The next afternoon Pia changed into workout clothes along with her new shoes. She wound her hair up and bound it in a tight queue at the nape of her neck.
Her memory of the night before was fuzzy. She remembered talking and flirting, feeling brilliant and beautiful and witty, while Dragos teased her, his dark face creased with laughter. She remembered falling into bed, shrieking and kicking at him as he tickled her unmercifully. She remembered falling asleep, wrapped around him, his hands fisted in the waterfall of her hair.
She had been alone in the bed when a hangover had finally hammered her into consciousnesses late the next morning. She had rolled away from the windows with a moan to discover a vial resting on his pillow. It tinkled with magic. A note was tied to the neck. It said, Drink me.
That potion had saved her life. She hoped someone had been kind enough to get one for Tricks as well.
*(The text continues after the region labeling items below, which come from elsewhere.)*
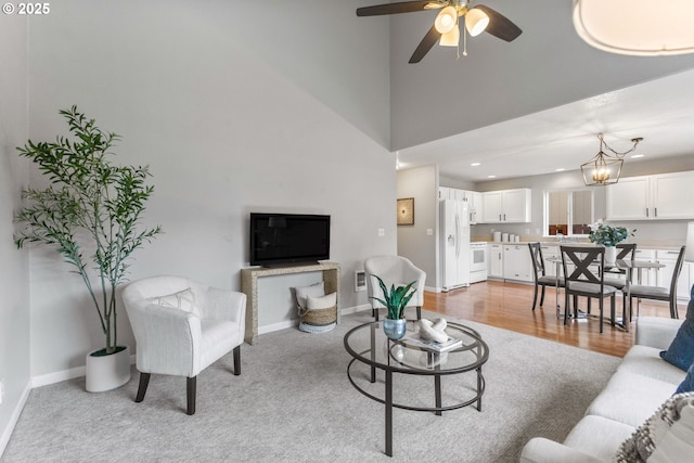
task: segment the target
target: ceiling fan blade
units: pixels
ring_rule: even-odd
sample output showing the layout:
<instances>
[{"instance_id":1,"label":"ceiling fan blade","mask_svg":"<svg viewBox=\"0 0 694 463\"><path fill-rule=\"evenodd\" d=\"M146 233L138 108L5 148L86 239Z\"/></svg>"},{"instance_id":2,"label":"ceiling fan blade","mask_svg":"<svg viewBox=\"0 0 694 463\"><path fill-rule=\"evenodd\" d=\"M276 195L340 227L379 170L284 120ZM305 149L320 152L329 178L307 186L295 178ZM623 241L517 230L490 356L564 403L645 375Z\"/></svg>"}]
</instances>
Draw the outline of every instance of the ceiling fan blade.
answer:
<instances>
[{"instance_id":1,"label":"ceiling fan blade","mask_svg":"<svg viewBox=\"0 0 694 463\"><path fill-rule=\"evenodd\" d=\"M430 7L427 7L430 5ZM357 9L357 16L377 16L381 14L411 13L414 11L433 10L439 7L436 1L403 1L400 3L376 4Z\"/></svg>"},{"instance_id":2,"label":"ceiling fan blade","mask_svg":"<svg viewBox=\"0 0 694 463\"><path fill-rule=\"evenodd\" d=\"M500 38L501 40L505 40L507 42L513 41L523 33L523 30L513 24L511 20L489 7L478 4L474 9L481 10L487 14L487 16L489 16L489 25L485 31Z\"/></svg>"},{"instance_id":3,"label":"ceiling fan blade","mask_svg":"<svg viewBox=\"0 0 694 463\"><path fill-rule=\"evenodd\" d=\"M414 53L412 53L412 57L410 57L409 63L412 64L422 61L424 55L432 50L432 47L434 47L440 37L441 33L436 30L436 26L432 26L429 31L426 33L426 36L424 36L420 44L416 47L416 50L414 50Z\"/></svg>"}]
</instances>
Even with the potion’s help, it had been some time before she could face putting anything else into her stomach. Now after a light lunch, which she had eaten with caution, she, Rune and Graydon were finally going to the gym as originally planned.
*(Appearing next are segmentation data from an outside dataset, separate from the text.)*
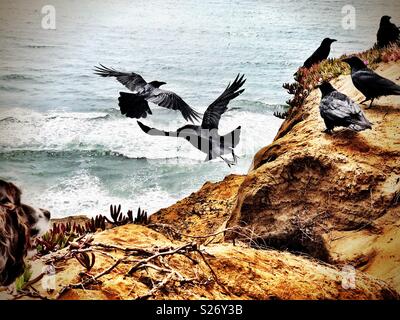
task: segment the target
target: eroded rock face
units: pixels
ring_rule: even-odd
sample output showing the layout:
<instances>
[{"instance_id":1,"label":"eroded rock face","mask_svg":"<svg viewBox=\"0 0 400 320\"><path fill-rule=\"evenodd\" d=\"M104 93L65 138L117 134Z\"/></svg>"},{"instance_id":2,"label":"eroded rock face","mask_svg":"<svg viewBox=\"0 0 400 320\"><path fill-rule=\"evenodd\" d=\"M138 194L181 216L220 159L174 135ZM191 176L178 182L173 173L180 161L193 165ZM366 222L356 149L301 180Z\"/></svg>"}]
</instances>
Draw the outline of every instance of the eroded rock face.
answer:
<instances>
[{"instance_id":1,"label":"eroded rock face","mask_svg":"<svg viewBox=\"0 0 400 320\"><path fill-rule=\"evenodd\" d=\"M189 197L150 216L150 223L171 224L183 234L205 235L217 231L229 218L244 176L229 175L207 182Z\"/></svg>"},{"instance_id":2,"label":"eroded rock face","mask_svg":"<svg viewBox=\"0 0 400 320\"><path fill-rule=\"evenodd\" d=\"M38 281L32 284L36 292L67 300L399 299L387 284L362 272L353 273L354 286L346 287L341 268L289 252L220 243L199 247L208 265L196 252L151 259L152 254L146 252L165 253L185 242L134 224L96 233L90 243L85 250L92 250L95 263L89 271L68 248L34 261L33 278L51 259L56 267L53 290ZM123 262L112 268L116 261ZM138 261L144 267L130 274ZM171 276L171 272L175 273ZM157 285L159 289L154 289ZM0 299L9 298L0 292Z\"/></svg>"},{"instance_id":3,"label":"eroded rock face","mask_svg":"<svg viewBox=\"0 0 400 320\"><path fill-rule=\"evenodd\" d=\"M399 62L377 71L399 82ZM349 76L333 85L362 99ZM275 141L255 155L227 226L246 226L274 248L333 261L337 254L325 235L375 232L379 218L400 212L400 97L382 98L365 110L372 130L337 128L332 136L321 132L319 100L319 92L312 92L291 117L300 120L293 126L285 122Z\"/></svg>"}]
</instances>

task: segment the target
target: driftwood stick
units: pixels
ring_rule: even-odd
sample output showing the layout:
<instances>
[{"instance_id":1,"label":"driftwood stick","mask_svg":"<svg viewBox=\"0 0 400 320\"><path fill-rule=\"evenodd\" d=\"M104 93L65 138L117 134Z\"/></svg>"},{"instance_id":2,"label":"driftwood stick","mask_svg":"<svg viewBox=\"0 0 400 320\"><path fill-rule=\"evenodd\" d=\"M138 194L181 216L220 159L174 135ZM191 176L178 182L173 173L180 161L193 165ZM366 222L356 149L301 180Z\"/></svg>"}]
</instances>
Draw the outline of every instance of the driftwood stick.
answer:
<instances>
[{"instance_id":1,"label":"driftwood stick","mask_svg":"<svg viewBox=\"0 0 400 320\"><path fill-rule=\"evenodd\" d=\"M159 291L160 289L164 288L168 284L168 282L170 282L172 280L174 275L175 275L175 272L171 272L168 276L166 276L164 278L163 281L161 281L158 284L156 284L146 294L136 297L135 300L146 300L146 299L152 297L157 291Z\"/></svg>"}]
</instances>

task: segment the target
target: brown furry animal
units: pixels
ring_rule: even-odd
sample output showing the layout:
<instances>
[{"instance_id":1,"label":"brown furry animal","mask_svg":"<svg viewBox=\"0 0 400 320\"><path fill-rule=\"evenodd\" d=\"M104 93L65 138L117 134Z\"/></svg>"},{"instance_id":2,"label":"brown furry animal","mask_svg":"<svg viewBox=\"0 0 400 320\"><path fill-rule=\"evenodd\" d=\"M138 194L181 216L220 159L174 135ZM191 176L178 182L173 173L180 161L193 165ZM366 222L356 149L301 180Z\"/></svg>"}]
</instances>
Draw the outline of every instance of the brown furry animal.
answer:
<instances>
[{"instance_id":1,"label":"brown furry animal","mask_svg":"<svg viewBox=\"0 0 400 320\"><path fill-rule=\"evenodd\" d=\"M50 212L21 203L21 191L0 180L0 286L8 286L25 269L31 239L46 232Z\"/></svg>"}]
</instances>

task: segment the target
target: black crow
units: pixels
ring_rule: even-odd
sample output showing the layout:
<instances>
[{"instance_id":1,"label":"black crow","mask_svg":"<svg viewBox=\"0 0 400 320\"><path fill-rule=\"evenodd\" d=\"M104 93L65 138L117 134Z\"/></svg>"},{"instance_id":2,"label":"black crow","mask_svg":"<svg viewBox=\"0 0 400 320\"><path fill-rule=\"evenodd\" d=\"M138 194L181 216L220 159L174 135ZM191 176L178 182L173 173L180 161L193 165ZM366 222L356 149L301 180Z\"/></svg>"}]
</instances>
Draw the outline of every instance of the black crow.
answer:
<instances>
[{"instance_id":1,"label":"black crow","mask_svg":"<svg viewBox=\"0 0 400 320\"><path fill-rule=\"evenodd\" d=\"M329 82L323 82L319 112L324 119L326 133L332 133L334 127L346 127L353 131L371 129L371 122L365 117L360 106L345 94L337 91Z\"/></svg>"},{"instance_id":2,"label":"black crow","mask_svg":"<svg viewBox=\"0 0 400 320\"><path fill-rule=\"evenodd\" d=\"M342 61L350 65L351 80L354 86L365 96L365 100L361 103L371 100L369 105L371 107L375 98L400 95L400 86L367 68L361 59L354 56Z\"/></svg>"},{"instance_id":3,"label":"black crow","mask_svg":"<svg viewBox=\"0 0 400 320\"><path fill-rule=\"evenodd\" d=\"M378 48L384 48L392 43L400 42L400 30L390 22L389 16L383 16L376 34Z\"/></svg>"},{"instance_id":4,"label":"black crow","mask_svg":"<svg viewBox=\"0 0 400 320\"><path fill-rule=\"evenodd\" d=\"M336 39L325 38L322 40L321 45L317 50L304 62L303 68L310 68L313 64L320 63L329 56L331 51L332 42L337 41Z\"/></svg>"},{"instance_id":5,"label":"black crow","mask_svg":"<svg viewBox=\"0 0 400 320\"><path fill-rule=\"evenodd\" d=\"M179 110L187 121L194 122L200 118L200 114L176 93L160 89L166 82L146 82L137 73L116 71L102 64L100 67L95 67L95 74L102 77L116 77L120 83L133 92L120 92L118 98L121 113L129 118L146 118L147 114L152 114L148 101L160 107Z\"/></svg>"},{"instance_id":6,"label":"black crow","mask_svg":"<svg viewBox=\"0 0 400 320\"><path fill-rule=\"evenodd\" d=\"M194 147L207 154L205 161L220 157L228 166L236 164L237 156L233 148L239 143L241 127L239 126L228 134L220 136L218 125L222 114L228 109L229 102L244 91L244 89L239 90L246 81L246 79L243 80L243 76L238 74L233 83L229 83L225 91L209 105L204 113L201 126L185 125L176 131L162 131L150 128L140 121L138 121L138 124L149 135L181 137L188 140ZM233 161L222 157L227 153L232 153Z\"/></svg>"}]
</instances>

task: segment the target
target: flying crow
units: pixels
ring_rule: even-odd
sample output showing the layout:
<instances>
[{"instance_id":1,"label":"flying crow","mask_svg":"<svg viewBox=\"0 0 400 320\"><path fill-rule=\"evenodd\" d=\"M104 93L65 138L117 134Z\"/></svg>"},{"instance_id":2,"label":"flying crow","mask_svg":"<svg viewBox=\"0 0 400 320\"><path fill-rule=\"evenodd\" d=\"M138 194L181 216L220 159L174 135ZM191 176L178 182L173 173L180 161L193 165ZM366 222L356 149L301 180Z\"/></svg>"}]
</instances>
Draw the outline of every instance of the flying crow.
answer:
<instances>
[{"instance_id":1,"label":"flying crow","mask_svg":"<svg viewBox=\"0 0 400 320\"><path fill-rule=\"evenodd\" d=\"M384 48L392 43L400 42L400 30L390 22L389 16L383 16L376 34L378 48Z\"/></svg>"},{"instance_id":2,"label":"flying crow","mask_svg":"<svg viewBox=\"0 0 400 320\"><path fill-rule=\"evenodd\" d=\"M205 161L220 157L230 167L237 163L237 156L233 148L239 143L241 127L239 126L228 134L220 136L218 125L222 114L228 109L229 102L244 91L244 89L239 90L246 81L246 79L243 80L243 76L238 74L233 83L229 83L225 91L209 105L204 113L201 126L185 125L176 131L161 131L150 128L140 121L138 121L138 124L149 135L184 138L194 147L207 154ZM232 153L233 161L222 157L227 153Z\"/></svg>"},{"instance_id":3,"label":"flying crow","mask_svg":"<svg viewBox=\"0 0 400 320\"><path fill-rule=\"evenodd\" d=\"M371 100L369 105L371 107L375 98L400 95L400 86L367 68L361 59L350 57L342 61L350 65L351 80L354 86L365 96L365 100L361 103Z\"/></svg>"},{"instance_id":4,"label":"flying crow","mask_svg":"<svg viewBox=\"0 0 400 320\"><path fill-rule=\"evenodd\" d=\"M324 119L326 133L332 133L334 127L346 127L357 132L371 129L372 124L360 106L348 96L337 91L329 82L323 82L319 89L322 93L319 112Z\"/></svg>"},{"instance_id":5,"label":"flying crow","mask_svg":"<svg viewBox=\"0 0 400 320\"><path fill-rule=\"evenodd\" d=\"M322 60L325 60L329 56L329 52L331 51L331 44L337 40L325 38L322 40L321 45L317 50L304 62L303 68L310 68L313 64L320 63Z\"/></svg>"},{"instance_id":6,"label":"flying crow","mask_svg":"<svg viewBox=\"0 0 400 320\"><path fill-rule=\"evenodd\" d=\"M133 92L120 92L118 98L121 113L129 118L146 118L147 114L152 114L149 101L160 107L179 110L187 121L194 122L200 118L200 114L176 93L160 89L166 82L146 82L137 73L120 72L102 64L100 64L100 67L95 67L95 74L102 77L116 77L120 83Z\"/></svg>"}]
</instances>

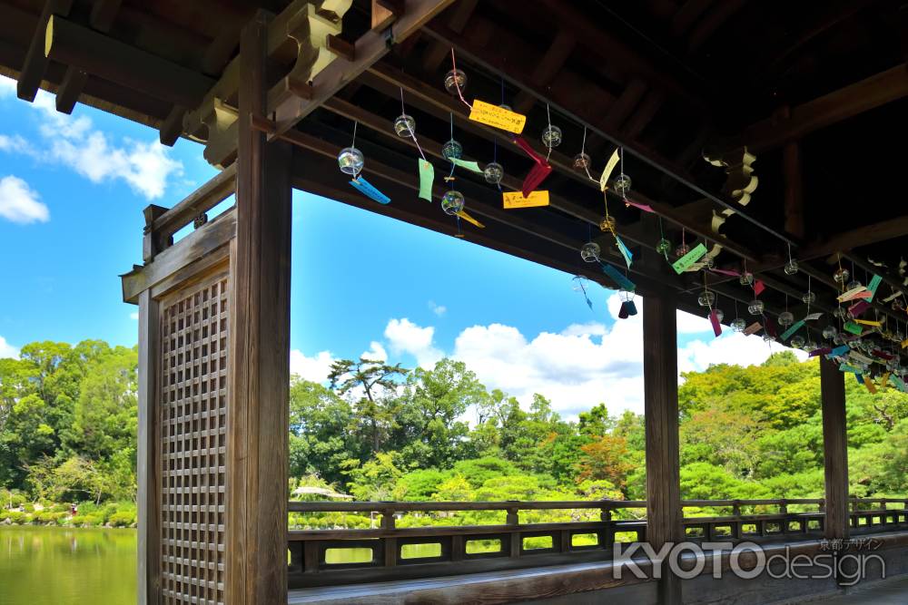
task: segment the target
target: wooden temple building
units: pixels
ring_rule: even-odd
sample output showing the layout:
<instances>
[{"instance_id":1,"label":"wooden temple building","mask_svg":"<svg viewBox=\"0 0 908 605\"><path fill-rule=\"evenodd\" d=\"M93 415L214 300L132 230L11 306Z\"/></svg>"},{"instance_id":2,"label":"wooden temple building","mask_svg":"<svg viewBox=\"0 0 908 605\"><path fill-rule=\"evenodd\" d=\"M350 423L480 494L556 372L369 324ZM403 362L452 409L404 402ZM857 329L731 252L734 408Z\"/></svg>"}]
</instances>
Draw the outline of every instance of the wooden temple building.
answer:
<instances>
[{"instance_id":1,"label":"wooden temple building","mask_svg":"<svg viewBox=\"0 0 908 605\"><path fill-rule=\"evenodd\" d=\"M0 0L0 73L20 98L44 89L60 112L200 141L222 169L145 210L142 264L123 276L140 310L139 602L745 605L843 590L709 568L619 579L618 533L808 555L833 541L835 556L867 534L889 575L908 574L905 501L849 497L844 408L844 380L905 388L906 61L904 0ZM646 501L289 503L294 188L642 298ZM820 358L824 498L681 500L676 309ZM627 507L646 519L613 519ZM521 523L547 508L597 514ZM464 509L504 521L395 526ZM381 521L289 532L289 510ZM500 551L465 547L481 539ZM408 544L439 554L408 559ZM372 557L329 563L345 545Z\"/></svg>"}]
</instances>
She opened the door. The two gryphons in the hall broke off their conversation. Their expressions were entirely too bland. She frowned. “Did I do or say something yesterday that I should apologize for?”
“Not you, cupcake,” said Graydon. “But apparently a lot of other people in the Tower have. Rune thinks we should rename it Melrose Place. I think Peyton Place has a more classic feel to it, don’t you?”
“Oh no,” she said. “You got the tablecloth away from Tricks.”
Rune grinned. “Not before the little shit bit me.”
They took the stairs. Perhaps twenty people were in the gym. Some worked on equipment and others sparred with each other in the two large workout areas. One area had hard-used but well-kept hardwood floors and the other area was covered with tumbling mats.
Rune commandeered the space covered with tumbling mats while Graydon went into the locker room and changed. Then Rune went to change too. As he came back out he beckoned her and Graydon to the center of the mat. Both men wore tight tanks and black cotton pants. They seemed bigger than ever as she stood between them, totaling five hundred pounds of solid Wyr muscle.
Those that Rune had displaced loitered at the edge of the area, watching. Pia took deep breaths, trying to dispel the jitters that had taken over her stomach, all too aware of the curious, not entirely friendly stares directed their way. She balanced on the balls of her feet, shook out her arms and legs and stretched her neck.
Rune said, “Okay, we’re going to run through a few basic self-defense techniques. Pia, the main takeaway is we’re the bodyguards and we know best. You’ve got to do what we tell you, when we tell you to do it. If I tell you to duck, you damn well better duck. If Gray tells you to drop to the ground, you plant your face. The toughest thing is that an attack will most likely happen without warning so following orders without hesitation or argument is absolutely essential.”